In recent years, peace processes — such as the track 2 intra-Afghan negotiations — have shown that on both a moral and practical level, women’s inclusion is essential. Women’s involvement in peace processes increases their likelihood of success and longevity and can increase legitimacy. While more literature on women contributing to mediation and negotiation efforts is slowly being produced, little attention is currently being paid to the already existing work of women who employ their faith and mobilize religious resources for peacebuilding.

Anecdotes from the field suggest that religious women have found some success negotiating with violent groups in conflict zones around the world. Through negotiation and mediation, these women seem to play a role in local agreements and fragile peace deals achieved through formal processes. Their moral calling and the trusted role that religious women play in their community may be part of what makes their work effective.

Women wearing scarves in honor of  Trujillo Massacre
Photo credit: PBI Colombia

These women’s successes can inform peace practices elsewhere. USIP’s religion and inclusive societies team is working with local researchers, in partnership with the International Center for Religion and Diplomacy and the Network of Religious and Traditional Peacemakers, to document and analyze cases of religious women negotiating on the front lines. In this project we seek to:

  • Develop a curriculum and peer-to-peer training methodology informed by evidence-based research which will identify which arguments have been most effective in engaging with armed groups to build peace.
  • Support women who engage in peacebuilding with armed groups through piloting curriculum and training methodology,
  • Inform the international and donor communities on ways to develop inclusive peace processes and programming that are more contextually relevant and effective by understanding women’s successful techniques.

There are three phases to this project that will allow us to accomplish the goals of developing a curriculum, supporting women negotiators and informing the international community. We are seeking funding and partners for phases two and three, as we have completed phase one of our research as of July 2021.

Phase 1 – Documentation of Case Studies

We have documented case studies from around the world to identify effective tactics and strategies that religious women employ in negotiating with armed groups. These studies will be featured on USIP’s website and will also be collected into a larger book covering the topic of religious women negotiating. The cases we have examined cover Afghanistan, Libya, Syria, Myanmar, Nigeria, Kenya, the Philippines, Northern Ireland, Yemen and Colombia.

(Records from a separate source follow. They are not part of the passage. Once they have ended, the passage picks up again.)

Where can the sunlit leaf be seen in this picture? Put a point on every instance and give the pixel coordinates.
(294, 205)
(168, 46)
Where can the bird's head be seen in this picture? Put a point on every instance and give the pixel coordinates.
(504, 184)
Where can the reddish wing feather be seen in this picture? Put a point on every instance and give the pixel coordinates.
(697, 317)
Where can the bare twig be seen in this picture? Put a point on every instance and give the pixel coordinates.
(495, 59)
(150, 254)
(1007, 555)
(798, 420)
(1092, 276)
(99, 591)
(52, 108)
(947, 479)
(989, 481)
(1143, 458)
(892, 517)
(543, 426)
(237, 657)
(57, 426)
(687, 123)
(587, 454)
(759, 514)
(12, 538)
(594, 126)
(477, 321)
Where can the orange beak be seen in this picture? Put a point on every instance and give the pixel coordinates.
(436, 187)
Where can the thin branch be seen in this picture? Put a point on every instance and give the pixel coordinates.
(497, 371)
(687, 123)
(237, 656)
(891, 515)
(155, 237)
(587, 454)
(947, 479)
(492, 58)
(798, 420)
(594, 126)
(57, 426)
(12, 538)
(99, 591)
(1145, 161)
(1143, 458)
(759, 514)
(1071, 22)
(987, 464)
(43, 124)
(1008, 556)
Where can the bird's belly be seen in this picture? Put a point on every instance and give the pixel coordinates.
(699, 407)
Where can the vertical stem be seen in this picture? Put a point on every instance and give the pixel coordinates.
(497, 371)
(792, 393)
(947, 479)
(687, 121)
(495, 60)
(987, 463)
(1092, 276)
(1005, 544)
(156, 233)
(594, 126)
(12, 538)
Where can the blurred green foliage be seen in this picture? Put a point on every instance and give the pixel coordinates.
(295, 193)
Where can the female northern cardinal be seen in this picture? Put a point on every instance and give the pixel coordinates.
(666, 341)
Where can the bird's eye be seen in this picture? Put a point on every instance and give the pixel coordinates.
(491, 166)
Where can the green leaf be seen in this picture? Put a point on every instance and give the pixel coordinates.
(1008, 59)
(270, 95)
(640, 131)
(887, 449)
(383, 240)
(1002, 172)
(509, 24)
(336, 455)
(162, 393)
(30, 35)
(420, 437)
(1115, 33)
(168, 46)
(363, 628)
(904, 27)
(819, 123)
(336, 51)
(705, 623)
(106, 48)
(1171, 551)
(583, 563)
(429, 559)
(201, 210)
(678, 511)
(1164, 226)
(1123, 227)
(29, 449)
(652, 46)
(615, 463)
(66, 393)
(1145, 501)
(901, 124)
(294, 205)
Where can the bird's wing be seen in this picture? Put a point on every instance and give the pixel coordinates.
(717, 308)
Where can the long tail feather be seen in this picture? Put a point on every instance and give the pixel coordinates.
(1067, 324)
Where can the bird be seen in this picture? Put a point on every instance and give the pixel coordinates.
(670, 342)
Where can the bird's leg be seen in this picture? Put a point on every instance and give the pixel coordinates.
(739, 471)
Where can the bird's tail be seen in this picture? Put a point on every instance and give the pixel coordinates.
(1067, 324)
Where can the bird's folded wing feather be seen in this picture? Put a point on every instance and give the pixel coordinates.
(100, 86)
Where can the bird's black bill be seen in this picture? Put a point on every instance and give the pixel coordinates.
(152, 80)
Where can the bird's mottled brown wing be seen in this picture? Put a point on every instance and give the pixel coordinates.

Several initial findings from this research include:   

  • Religious institutions, language and symbols seem to open doors before actual negotiations begin.
  • The access and legitimacy these women have within their communities enable them to work in areas others cannot.
  • These women participate in mediation, facilitation and negotiation activities and do not clearly differentiate between techniques, using them interchangeably.

Phase 2 – Development of Curriculum

In this phase, we seek to develop a curriculum based on case studies, research and findings. This curriculum will be based on the lessons learned in the case studies, especially regarding religious women’s direct engagement, their specific strategies (including the type of language they use), the resources they draw on and perceptions of their credibility and moral authority.

Phase 3 - Capacity Building

We seek to train women who are involved in negotiations at local and national levels to apply the curriculum and peer-to-peer training methodology. With the support of partners, we will transform the curriculum into a pilot training-of-trainers so that it can be implemented as peer-to-peer learning. This phase aims to enhance mentorship and communication strategies through connecting women to local and national leaders, media outlets and each other so that they may more effectively contribute to inclusive and sustainable peacebuilding.